# Simple but Oh so good



## readytogo (Apr 6, 2013)

Back in my younger days grandmother made sure we had fun at the table, she made grandfathers favorite comfort food; Empanadas or Spanish fried pies, they are good folks and simple, savory or sweet ,they make your day.
3 cups flour,1 teasp salt ,3/4 cup veg shortening (pork fat is what I use) ,1 egg ,1/4 water, 1 teasp vinegar, dry cooking wine will work find also. Cut fat into flour adds beaten egg, water, vinegar to flour and make into a dough ball; I used my food processor; refrigerated for an hour. Now there are many variations out there but have been using this one for many years now, got it from my mother .The trick here is to roll the dough as thin as possible for a crispy product .Filling should be cold. They can be frozen but the lard/oil should be at frying temp or they will soak to much frying fat. I never freeze them for that reason. Seal with rolling pin not a fork or they will open up on you while frying .Sauté spinach and cheese ;ham with dry Spanish sausage and cheese, and guava and cream cheese, are our home favorites ,I used mozzarella cheese. They will bubble while frying, no bubbles means they are basically fried, frying temp should be 325* .Roll as thin as possible for a quick frying and crispier bite.


----------



## weedygarden (Apr 27, 2011)

I love empanadas. When I was working in the inner city, we took turns bringing Friday morning treats for staff. One of my friends usually made empanadas when it was her turn.

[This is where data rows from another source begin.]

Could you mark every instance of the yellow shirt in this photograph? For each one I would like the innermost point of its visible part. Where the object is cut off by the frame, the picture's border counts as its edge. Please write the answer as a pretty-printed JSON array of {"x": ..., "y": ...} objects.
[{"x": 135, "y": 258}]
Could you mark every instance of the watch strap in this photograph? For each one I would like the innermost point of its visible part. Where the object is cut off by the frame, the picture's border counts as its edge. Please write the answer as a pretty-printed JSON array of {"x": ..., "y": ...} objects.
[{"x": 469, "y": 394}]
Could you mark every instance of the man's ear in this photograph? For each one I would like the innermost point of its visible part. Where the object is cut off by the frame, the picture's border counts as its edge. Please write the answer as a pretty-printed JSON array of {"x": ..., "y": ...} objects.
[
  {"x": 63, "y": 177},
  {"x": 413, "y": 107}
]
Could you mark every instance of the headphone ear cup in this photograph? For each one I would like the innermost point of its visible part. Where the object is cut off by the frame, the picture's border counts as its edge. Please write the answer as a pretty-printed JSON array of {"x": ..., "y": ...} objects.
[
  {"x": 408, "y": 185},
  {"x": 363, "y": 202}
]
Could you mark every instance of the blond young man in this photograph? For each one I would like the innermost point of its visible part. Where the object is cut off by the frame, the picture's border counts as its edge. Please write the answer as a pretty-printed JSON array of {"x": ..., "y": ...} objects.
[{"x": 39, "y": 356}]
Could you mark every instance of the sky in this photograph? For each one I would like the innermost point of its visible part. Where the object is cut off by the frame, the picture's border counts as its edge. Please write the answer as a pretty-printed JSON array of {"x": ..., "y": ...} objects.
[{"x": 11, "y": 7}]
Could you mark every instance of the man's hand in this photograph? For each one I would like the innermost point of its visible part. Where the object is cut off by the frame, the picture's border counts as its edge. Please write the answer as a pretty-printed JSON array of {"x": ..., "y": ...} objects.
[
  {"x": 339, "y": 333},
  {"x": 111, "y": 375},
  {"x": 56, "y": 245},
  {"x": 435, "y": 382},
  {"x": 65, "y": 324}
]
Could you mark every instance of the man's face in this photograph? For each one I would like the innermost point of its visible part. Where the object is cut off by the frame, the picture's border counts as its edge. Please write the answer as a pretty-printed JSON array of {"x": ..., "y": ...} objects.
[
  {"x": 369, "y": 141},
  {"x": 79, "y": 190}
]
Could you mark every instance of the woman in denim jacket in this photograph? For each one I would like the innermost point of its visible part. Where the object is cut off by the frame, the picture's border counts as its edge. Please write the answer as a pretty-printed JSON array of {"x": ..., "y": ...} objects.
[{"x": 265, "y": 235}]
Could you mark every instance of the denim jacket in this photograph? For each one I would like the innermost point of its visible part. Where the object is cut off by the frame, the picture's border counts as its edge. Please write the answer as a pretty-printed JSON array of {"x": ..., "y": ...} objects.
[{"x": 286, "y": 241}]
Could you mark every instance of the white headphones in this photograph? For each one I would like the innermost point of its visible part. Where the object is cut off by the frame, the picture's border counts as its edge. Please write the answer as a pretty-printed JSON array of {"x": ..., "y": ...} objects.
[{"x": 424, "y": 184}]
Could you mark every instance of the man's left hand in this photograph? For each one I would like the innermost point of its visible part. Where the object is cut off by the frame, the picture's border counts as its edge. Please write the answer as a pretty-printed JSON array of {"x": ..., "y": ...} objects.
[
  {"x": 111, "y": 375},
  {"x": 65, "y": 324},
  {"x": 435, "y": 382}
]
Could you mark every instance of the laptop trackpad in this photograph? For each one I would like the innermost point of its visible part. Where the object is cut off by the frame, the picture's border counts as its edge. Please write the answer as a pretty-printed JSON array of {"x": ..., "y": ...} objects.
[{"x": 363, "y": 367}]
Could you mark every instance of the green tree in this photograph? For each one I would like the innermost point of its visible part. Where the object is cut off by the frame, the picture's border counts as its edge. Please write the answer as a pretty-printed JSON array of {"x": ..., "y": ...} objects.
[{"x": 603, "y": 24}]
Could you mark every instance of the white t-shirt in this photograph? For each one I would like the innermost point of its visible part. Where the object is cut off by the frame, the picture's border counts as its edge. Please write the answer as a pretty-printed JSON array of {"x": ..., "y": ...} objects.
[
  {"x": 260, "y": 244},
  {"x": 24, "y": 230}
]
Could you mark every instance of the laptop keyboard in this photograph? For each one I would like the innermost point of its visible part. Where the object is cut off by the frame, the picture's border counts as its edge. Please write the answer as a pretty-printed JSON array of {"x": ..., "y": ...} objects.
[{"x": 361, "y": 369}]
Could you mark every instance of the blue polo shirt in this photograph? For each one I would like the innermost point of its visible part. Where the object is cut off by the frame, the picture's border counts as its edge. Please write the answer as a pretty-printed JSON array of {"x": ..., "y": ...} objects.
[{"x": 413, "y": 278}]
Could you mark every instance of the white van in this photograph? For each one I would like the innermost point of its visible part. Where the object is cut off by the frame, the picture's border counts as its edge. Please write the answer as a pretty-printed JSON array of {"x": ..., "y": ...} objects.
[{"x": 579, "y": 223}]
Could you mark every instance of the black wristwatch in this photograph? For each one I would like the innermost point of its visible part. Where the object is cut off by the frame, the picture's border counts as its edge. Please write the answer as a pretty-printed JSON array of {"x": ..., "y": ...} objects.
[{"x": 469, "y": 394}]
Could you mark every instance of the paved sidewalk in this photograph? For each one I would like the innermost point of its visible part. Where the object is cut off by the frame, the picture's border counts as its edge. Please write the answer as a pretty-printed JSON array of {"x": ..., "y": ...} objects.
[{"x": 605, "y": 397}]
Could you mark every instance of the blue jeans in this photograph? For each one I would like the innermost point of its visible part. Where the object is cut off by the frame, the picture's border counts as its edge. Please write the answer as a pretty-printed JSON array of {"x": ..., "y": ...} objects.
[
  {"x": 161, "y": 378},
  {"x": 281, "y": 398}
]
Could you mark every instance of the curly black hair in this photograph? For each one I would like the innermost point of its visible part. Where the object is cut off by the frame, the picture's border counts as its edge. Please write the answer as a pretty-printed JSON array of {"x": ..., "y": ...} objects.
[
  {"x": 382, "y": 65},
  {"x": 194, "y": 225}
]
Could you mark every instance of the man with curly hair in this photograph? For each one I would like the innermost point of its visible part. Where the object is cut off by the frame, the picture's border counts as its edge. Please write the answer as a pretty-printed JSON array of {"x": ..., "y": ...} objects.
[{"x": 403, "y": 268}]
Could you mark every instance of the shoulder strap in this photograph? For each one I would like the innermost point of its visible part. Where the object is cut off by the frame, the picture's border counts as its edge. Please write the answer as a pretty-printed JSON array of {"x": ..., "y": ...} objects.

I have a very dramatic friend who lives in Massachusetts who has been asking for someone to bring her a Cuban sandwich while she has been sick. Saturday, she went and got one, along with an empanada and fried plantains. 

Thy must be comfort food if you grew up with them.


----------



## readytogo (Apr 6, 2013)

The ones before were made with Crisco veg. shortening this ones I used store bought pork lard the difference is that the pork one texture is softer to the bite when fried not as crispy so I baked them next and they came out toastier less fattier like a thin cracker texture the family like them, if I had brunch them with egg wash they would have come out prettier .So I guess for less fat, I will make them this way with the pork fat.


----------



## weedygarden (Apr 27, 2011)

readytogo said:


> The ones before were made with Crisco veg. shortening this ones I used store bought pork lard the difference is that the pork one texture is softer to the bite when fried not as crispy so I baked them next and they came out toastier less fattier like a thin cracker texture the family like them, if I had brunch them with egg wash they would have come out prettier .So I guess for less fat, I will make them this way with the pork fat.
> View attachment 16532


Readytogo, what is in the stuffing?


----------